Members of the PSI Lab study machine learning, genome biology and vision. We develop statistical inference and probabilistic reasoning (graphical modeling) methods for learning about complex patterns in data. In our genome biology research, we are interested in understanding the regulatory processes that enable a limited number of genes to generate a much more massive and diverse set of genetic messages. In our vision research, we focus on developing probabilistic generative models for scene and object analysis. The group is led by Brendan J. Frey in the Department of Electrical and Computer Engineering, with cross appointments in Computer Science, Banting and Best Department of Medical Research and Donnelly Centre for Cellular and Biomolecular Research. If you are interested in joining the group, click here.
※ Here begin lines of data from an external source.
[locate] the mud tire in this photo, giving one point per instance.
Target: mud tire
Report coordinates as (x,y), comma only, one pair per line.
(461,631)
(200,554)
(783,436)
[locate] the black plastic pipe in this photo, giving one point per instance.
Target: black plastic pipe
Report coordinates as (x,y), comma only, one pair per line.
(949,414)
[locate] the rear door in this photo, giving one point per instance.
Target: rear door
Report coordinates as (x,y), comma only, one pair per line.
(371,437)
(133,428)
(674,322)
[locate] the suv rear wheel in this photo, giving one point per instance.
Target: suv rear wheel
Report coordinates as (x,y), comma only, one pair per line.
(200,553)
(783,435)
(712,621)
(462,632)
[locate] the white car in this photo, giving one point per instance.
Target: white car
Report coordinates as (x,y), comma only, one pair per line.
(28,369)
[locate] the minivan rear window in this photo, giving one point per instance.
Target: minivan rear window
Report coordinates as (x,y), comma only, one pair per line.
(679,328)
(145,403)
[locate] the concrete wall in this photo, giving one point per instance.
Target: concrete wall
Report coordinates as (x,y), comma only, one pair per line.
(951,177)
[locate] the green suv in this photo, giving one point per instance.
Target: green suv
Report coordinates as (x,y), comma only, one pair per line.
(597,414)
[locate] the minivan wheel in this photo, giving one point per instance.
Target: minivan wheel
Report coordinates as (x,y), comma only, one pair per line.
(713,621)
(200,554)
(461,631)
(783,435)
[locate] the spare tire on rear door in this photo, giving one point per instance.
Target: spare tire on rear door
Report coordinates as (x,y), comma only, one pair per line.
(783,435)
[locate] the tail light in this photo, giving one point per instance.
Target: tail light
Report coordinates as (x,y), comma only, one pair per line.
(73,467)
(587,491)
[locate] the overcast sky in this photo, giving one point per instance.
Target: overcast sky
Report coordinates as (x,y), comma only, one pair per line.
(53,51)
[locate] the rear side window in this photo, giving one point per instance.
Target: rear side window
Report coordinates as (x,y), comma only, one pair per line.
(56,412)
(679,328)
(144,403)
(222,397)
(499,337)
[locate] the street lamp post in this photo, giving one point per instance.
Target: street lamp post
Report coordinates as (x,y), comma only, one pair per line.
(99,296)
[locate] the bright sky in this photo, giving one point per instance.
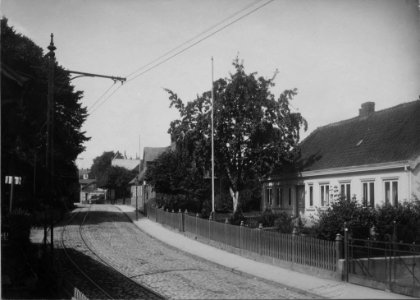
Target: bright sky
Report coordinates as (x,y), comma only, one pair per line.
(337,53)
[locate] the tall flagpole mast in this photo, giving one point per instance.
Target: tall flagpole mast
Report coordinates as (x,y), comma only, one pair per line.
(212,143)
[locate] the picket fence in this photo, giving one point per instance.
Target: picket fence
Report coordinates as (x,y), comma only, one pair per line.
(286,247)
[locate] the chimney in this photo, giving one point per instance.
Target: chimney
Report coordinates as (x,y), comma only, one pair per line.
(367,109)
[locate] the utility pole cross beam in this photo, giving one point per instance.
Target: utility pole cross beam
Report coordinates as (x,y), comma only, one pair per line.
(84,74)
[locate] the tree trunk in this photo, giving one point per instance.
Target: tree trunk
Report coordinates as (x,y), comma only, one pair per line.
(235,199)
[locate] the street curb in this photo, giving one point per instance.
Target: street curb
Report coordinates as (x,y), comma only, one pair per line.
(233,270)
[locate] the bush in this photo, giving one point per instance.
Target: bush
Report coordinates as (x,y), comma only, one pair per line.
(284,222)
(236,218)
(407,222)
(267,218)
(359,220)
(19,221)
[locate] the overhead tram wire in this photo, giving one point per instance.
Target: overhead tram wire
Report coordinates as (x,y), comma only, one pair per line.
(104,100)
(200,40)
(100,97)
(185,49)
(193,38)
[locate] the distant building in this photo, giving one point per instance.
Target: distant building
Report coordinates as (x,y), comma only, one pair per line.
(374,157)
(139,186)
(84,173)
(129,164)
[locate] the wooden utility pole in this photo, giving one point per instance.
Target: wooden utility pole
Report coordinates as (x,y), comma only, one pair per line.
(50,137)
(212,143)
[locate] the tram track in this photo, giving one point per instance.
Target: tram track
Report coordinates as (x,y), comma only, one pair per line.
(105,280)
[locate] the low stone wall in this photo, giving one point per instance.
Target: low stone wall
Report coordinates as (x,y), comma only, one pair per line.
(264,259)
(391,273)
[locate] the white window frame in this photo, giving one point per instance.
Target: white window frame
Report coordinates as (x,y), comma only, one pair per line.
(311,195)
(324,192)
(280,196)
(346,184)
(391,199)
(370,188)
(269,192)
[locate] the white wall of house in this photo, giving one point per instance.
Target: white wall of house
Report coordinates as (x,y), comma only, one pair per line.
(415,182)
(397,184)
(140,202)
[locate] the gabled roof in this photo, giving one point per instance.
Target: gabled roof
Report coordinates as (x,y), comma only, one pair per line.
(389,135)
(129,164)
(87,181)
(152,153)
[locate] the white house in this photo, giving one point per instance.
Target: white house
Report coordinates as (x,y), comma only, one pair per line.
(374,157)
(141,191)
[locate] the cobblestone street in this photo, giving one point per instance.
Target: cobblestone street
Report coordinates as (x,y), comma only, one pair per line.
(166,270)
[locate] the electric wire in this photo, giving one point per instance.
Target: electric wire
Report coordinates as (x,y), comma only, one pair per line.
(185,49)
(202,39)
(104,100)
(100,97)
(193,38)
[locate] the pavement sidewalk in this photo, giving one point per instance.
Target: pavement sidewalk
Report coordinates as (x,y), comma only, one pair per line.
(324,288)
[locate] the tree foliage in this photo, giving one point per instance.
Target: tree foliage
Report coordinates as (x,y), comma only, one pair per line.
(360,221)
(182,184)
(253,131)
(111,177)
(24,105)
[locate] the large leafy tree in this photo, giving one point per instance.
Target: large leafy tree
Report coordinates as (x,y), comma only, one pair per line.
(24,105)
(254,132)
(177,177)
(111,177)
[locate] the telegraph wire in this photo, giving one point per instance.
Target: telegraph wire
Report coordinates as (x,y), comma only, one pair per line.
(193,38)
(100,97)
(200,40)
(104,100)
(185,49)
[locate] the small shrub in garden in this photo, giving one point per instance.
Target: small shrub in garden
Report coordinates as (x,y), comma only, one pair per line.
(284,222)
(407,221)
(20,226)
(267,218)
(331,221)
(236,218)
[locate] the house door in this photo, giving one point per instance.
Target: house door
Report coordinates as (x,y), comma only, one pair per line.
(300,200)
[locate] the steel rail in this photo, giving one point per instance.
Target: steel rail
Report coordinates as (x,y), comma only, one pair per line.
(103,260)
(75,265)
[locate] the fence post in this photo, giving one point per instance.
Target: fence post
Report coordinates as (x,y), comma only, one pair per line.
(394,247)
(180,220)
(225,231)
(346,250)
(210,225)
(294,244)
(339,251)
(241,226)
(259,238)
(196,220)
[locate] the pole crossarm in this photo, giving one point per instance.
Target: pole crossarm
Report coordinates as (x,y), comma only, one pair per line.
(84,74)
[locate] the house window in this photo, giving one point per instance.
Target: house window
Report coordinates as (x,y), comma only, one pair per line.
(279,197)
(325,194)
(345,191)
(368,194)
(269,196)
(311,195)
(391,192)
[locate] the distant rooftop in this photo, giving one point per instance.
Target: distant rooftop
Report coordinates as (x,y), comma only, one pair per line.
(383,136)
(129,164)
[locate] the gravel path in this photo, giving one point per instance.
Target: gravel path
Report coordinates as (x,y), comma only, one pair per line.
(168,271)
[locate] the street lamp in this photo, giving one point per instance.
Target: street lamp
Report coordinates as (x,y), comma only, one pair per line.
(212,144)
(137,212)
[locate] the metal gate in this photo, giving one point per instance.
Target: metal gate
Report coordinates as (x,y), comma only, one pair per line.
(384,265)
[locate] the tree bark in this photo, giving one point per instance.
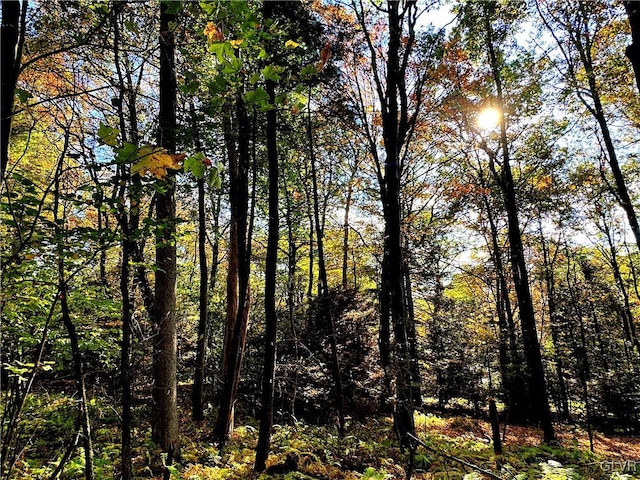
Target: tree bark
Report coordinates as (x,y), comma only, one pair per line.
(165,415)
(271,316)
(12,36)
(633,50)
(76,354)
(394,131)
(237,142)
(537,388)
(197,396)
(325,297)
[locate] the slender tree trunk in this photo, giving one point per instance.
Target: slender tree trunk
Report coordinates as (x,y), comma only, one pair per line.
(325,297)
(292,261)
(271,316)
(76,354)
(345,238)
(165,414)
(126,453)
(394,137)
(626,313)
(550,283)
(416,380)
(197,398)
(512,375)
(12,36)
(238,295)
(537,388)
(633,50)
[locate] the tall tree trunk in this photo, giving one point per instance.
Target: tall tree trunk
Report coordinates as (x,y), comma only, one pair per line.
(510,370)
(325,297)
(626,313)
(345,237)
(394,137)
(550,284)
(76,354)
(12,39)
(237,141)
(416,380)
(537,387)
(165,414)
(126,454)
(633,50)
(197,397)
(270,312)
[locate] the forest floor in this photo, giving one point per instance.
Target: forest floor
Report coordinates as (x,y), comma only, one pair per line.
(302,451)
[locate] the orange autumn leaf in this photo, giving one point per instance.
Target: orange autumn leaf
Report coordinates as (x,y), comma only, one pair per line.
(156,162)
(213,33)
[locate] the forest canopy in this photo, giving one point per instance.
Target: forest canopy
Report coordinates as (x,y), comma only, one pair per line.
(223,219)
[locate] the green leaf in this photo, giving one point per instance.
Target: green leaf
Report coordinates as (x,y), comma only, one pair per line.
(127,153)
(208,7)
(309,71)
(215,180)
(23,95)
(271,73)
(258,96)
(173,6)
(195,164)
(191,87)
(108,135)
(290,44)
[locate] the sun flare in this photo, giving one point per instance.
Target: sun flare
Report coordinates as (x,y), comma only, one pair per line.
(489,118)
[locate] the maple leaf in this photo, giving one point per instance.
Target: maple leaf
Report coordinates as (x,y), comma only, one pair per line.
(156,162)
(325,54)
(212,33)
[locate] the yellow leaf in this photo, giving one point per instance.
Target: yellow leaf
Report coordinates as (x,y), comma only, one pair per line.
(155,162)
(212,33)
(291,44)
Current Research Highlight

The Evolutionary Landscape of Alternative Splicing

Divergence from Human (Ma)

Alternative splicing generates cellular diversity in many species and many human diseases are caused by mutations in the genetic code governing splicing. The Frey lab uses large-scale datasets and statistical inference methods to build regulatory models of splicing and decipher the genetic code governing splicing.

New results:
In collaboration with the Blencowe Laboratory, we recently used a regulatory model of splicing that we inferred using mouse data (Nature 2010) to understand how the frequency and regulation of alternative splicing has changed over 350 million years of evolution (Science, December 2012). We found that there is a significant difference in the amount of alternative splicing that occurs in different species and that primate brain tissues employ an unusually large amount of alternative splicing. (See the first figure, which plots the relative proportions of exons undergoing alternative splicing in diverse tissues, relative to the tissue with lowest alternative splicing frequency.) In general, the frequency of alternative splicing decreases with evolutionary distance from primates. Interestingly, we found that the regulatory model inferred using mouse data was able to predict tissue-specific alternative splicing with similar accuracy across diverse species, including human (79.8%), mouse (87.8%), chicken (82.1%) and frog (86.5%). These results demonstrate that a primary source of diversity across 350 million years of evolution can be found in the regulatory code embedded in DNA. The second figure shows elements in an ancestral tissue-specific splicing code that is shared across all four species. Splicing factors associated with code features are in square brackets. Significantly enriched features are indicated by hollow arrows; features both significantly enriched and predictive are indicated by bold arrows. Arrows are colored according to the organ with which the features are associated (refer to key).
The Evolutionary Landscape of Alternative Splicing
Reference

The evolutionary landscape of alternative splicing in vertebrate species (jrnl) (PubMed)
Nuno L. Barbosa-Morais, Manuel Irimia, Qun Pan, Hui Y. Xiong, Serge Gueroussov, Leo J. Lee, Valentina Slobodeniuc, Claudia Kutter, Stephen Watt, Recep Çolak, TaeHyung Kim, Christine M. Misquitta-Ali, Michael D. Wilson, Philip M. Kim, Duncan T. Odom, Brendan J. Frey, and Benjamin J. Blencowe
Science 338(6114): 1587-1593, December 2012.

Deciphering the splicing code (jrnl) (pdf)
Yoseph Barash, John A. Calarco, Weijun Gao, Qun Pan, Xinchen Wang, Ofer Shai, Benjamin J. Blencowe & Brendan J. Frey
Nature, 465:7294, pp53-59, May 2010.